Children queued to receive a few drops of the liquid vaccine in their mouths, before staff administering the vaccine marked one of their fingers with dark blue ink to show they had been treated.
Doctor Moussa Abed, director general of primary care at Gaza’s Health Ministry, told Mada Masr that he believes the campaign is enough to reach as many children as possible, provided that “there are no obstacles from the Israeli side and no strikes here and there.”
The first polio case in Gaza in 25 years was confirmed in August, as the strip suffers an outbreak of the life-threatening virus amid an ongoing public health crisis which has spread in the wake of the war.
Many parents attending the campaign launch on Saturday and at a vaccination site operating on Sunday at a health center in Deir al-Balah told Mada Masr that they were worried about disease spreading amid deteriorating living conditions caused by the war.
Israel agreed to facilitate “humanitarian corridors” for the passage of medical teams and to halt fighting for a number of hours each day. The resistance factions also agreed to halt fighting.

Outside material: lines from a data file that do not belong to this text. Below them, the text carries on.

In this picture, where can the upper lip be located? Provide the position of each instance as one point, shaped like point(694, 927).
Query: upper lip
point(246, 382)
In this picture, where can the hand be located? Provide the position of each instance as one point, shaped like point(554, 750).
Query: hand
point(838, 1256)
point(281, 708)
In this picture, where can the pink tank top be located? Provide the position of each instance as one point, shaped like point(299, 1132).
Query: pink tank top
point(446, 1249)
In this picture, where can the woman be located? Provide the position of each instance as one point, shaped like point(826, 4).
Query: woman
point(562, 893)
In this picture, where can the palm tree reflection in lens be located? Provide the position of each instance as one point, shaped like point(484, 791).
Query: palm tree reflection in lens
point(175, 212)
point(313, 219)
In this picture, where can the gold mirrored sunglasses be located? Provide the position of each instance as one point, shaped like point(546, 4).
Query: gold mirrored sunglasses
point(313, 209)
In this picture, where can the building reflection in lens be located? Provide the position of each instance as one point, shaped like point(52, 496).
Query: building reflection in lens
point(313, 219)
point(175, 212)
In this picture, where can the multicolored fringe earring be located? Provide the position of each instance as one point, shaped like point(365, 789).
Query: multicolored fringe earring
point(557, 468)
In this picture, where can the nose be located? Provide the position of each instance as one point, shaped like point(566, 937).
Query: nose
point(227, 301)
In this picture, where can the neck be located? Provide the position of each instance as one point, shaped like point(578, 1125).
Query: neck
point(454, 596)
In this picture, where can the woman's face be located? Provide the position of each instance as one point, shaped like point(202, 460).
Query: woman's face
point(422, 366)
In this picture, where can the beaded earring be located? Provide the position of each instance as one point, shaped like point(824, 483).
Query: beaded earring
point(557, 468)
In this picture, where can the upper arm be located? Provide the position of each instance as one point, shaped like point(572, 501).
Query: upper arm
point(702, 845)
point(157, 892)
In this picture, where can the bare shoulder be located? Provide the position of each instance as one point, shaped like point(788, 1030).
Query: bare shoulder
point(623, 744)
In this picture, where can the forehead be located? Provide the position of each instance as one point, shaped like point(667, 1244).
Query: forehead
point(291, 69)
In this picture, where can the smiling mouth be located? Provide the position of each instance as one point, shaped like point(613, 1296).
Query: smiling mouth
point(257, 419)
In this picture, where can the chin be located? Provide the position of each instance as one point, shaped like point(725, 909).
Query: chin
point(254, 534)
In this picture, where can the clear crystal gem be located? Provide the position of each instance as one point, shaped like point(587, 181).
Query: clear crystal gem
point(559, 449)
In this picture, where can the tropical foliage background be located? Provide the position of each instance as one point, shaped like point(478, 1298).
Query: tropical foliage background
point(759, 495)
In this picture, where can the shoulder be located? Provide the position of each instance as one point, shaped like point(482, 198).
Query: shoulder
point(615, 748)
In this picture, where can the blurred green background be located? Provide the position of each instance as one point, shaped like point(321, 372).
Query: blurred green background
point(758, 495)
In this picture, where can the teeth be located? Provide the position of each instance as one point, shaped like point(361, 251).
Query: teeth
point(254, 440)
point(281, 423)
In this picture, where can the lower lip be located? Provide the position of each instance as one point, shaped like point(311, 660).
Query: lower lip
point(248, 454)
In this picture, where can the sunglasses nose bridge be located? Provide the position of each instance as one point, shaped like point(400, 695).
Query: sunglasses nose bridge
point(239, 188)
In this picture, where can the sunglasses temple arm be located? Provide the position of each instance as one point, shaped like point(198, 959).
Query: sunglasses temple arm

Medics and humanitarian workers held a press conference in the Nasser Medical Complex in Khan Younis on Saturday to launch the campaign, which will seek to immunize all children in the strip under the age of ten, given the age group is particularly vulnerable to the disease which can cause lifelong paralysis.
Head of the campaign’s technical committee Majdi Duheir explained to Mada Masr that the campaign targets around 640,000 children in the age group who will be vaccinated in two rounds.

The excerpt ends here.